Figure 2: Clustering of Breast cancer and healthy individuals.
figure 2

(a) MDS plot of SPKMG values of 11 breast cancer and 20 healthy samples. Distances were calculated using log fold changes. Marker 1 and Marker 2 in this figure are the top two leading log fold change dimensions in the data. (b) SPKMG heatmap and hierarchical clustering of the breast cancer and healthy samples.

Breast Cancer Comparative Analysis (Case/Control)

We performed the comparative analysis of the breast cancer population and the control population (Supplementary Table 2) using edgeR. We selected the most statistically significant genes with p-values ≤ 1.0e-20 (or adjusted p-values ≤ 1.0e-17). This gave us 28 genes with adjusted p-values ranging from 6.3E-063 to 5.5E-018 (Table 1). An analysis of the COSMIC32 database showed that all these 28 genes have been discovered in multiple cancer studies, with study counts ranging from 6 for KIR3DL1 to 43 for FLG. All these genes have been widely researched with the number of PubMed citations ranging from 8 for SPRRD2 to 92 for FLG (in the References section of COSMIC database). We also performed a manual bibliomic analysis to verify the role of these 28 genes in cancer progression; the results are listed in Supplementary Information 1. We hypothesize that these genes are the driver genes for breast cancer, because, all these genes are derived from DNA data and are common across multiple cancers.

Table 1 Genes with highest statistical significance in Breast Cancer case/control comparative analysis.

Enriched Pathways

From the results of the comparative analysis between cancer and healthy populations, we selected the genes with adjusted p-values ≤ 1.0e-5. 1106 genes were significant following this criteria. Out of these 1106 genes, 146 genes are part of the 168 KEGG cancer and metabolism related pathways33. The pathway enrichment analysis results from XomPathways34 are in Supplementary Table 3. Seven pathways with adjusted p-values (Benjamini-Hochberg) less than 0.05 were obtained. These are, ‘Antigen processing and presentation’, ‘Natural killer cell mediated cytotoxicity’, ‘Androgen and estrogen metabolism’, ‘Custom calcium channel’, ‘Toll-like receptor signalling pathway’, ‘Pentose and glucuronate interconversions’, ‘Custom calcium channel A1’. These pathways formed three individual clusters, associated with the immune response and initiation of tumours, representing oncogenesis and associated inflammation35, calcium channels involved in proliferation and differentiation36, and metabolic pathways known to be associated with breast cancer37. These results show that the predisposition to breast cancer can be picked up from the peripheral blood of the familial breast cancer patients. The most central pathway and gene in the gene-pathway interaction network were the ‘Phosphatidylinositol signalling system’ pathway and the gene ITPR1. There is much evidence to support the role of the ‘phosphatidylinositol signalling pathway’ in cancer and its role in insensitivity to calorie restriction38,39. Figure 3 shows the pathway-gene, gene-gene, and pathway-pathway graphs for the case/control significant genes and their respective pathways.
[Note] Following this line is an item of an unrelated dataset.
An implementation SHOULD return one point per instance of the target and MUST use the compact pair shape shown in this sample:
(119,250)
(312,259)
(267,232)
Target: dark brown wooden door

Figure 3: Enrichment networks from XomPathways for Breast cancer Comparative Analysis.
figure 3

(a) Enriched pathways – gene network. (b) Gene-gene network, with most central gene highlighted in red. (c) Pathway-pathway interaction network, with most central pathway in red.

Breast Cancer Control-free Analysis using Mutual Information

The breast cancer control-free Mutual Information (MI) network was constructed by using 0.05 as threshold for removing the weakest edge of each triple of nodes in parmigene (using ARACNe)40,41 and removing all gene-pairs with MI coefficients less than 1. This gave us 1405 genes with high MI. We then did graph theoretic analysis using igraph package42. The MI network of the breast cancer population is shown in Fig. 4(a). We selected the top 18 genes that had highest degrees (8 and above). All these genes are responsible for multiple carcinomas. These genes are PPP1R15B (30 tissues), TTC21B (35 tissues), XIRP2 (47 tissues), KIAA1143 (16 tissues), BCHE (36 tissues), GLRB (33 tissues), JAKMIP2 (40 tissues), OR13C8 (19 tissues), ZNF790 (29 tissues), POF1B (38 tissues), ARHGAP24 (26 tissues), DACH1 (40tissues), LIPI (38 tissues), SPAM1 (34 tissues), DIAPH3 (38 tissues), CSMD3 (49 tissues), DCC (44 tissues), and FLRT3 (22 tissues). The tissue numbers are taken from the COSMIC database.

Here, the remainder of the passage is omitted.